For as long as I can remember, I’ve wanted to be a crafter.
I have wanted to make something out of nothing, turn an idea into gold, question not whether I can do it, but know that I can do it.
I went to college with a girl who knew not only how to sew, but her and her mother would make and paint Christmas ornaments. I wanted that. I wanted to be a mini-me to a Martha Stewart-esque maternal figure.
As I got older, I tried my hand at all sorts of crafty activities. I tried to fall in love with scrapbooking. I tried to make my own ornaments. I tried to adorn everything with pretty. Sparkly and pretty.
I wanted to be a crafting goddess.
But here’s the thing. It’s time to face facts. It is time to be truthful with my inner domestic diva.

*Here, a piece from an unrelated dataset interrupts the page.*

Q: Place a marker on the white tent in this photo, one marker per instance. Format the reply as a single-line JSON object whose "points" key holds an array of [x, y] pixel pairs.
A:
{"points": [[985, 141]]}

I am tired of trying to be a crafter. Sure when I go into Michael’s Craft Store, I want to make all the things. I want to throw twenty-five different projects and all their accoutrements into my cart and plop my ever-present 20% off coupon on the counter and roll out of the store in slow motion with loud music playing in the background.
But you know what happens when I actually go into Michael’s? I don’t purchase crafting stuff. I buy seasonal décor with my 20% off coupon.
I buy things that other people made.
Boom, revelation time. Mind blown…
And you know what? It’s okay that I am not a born crafter. It is totally okay. I am an awesome organizer. No, really. All of my books are alphabetized by the author’s last name. And my clothes are all on hangers facing the same direction, organized by color. Yes, I am one of those people
I rock at organizing.
And I would rather be an organizing superstar than be super handy with a glue gun, felt, and a mason jar.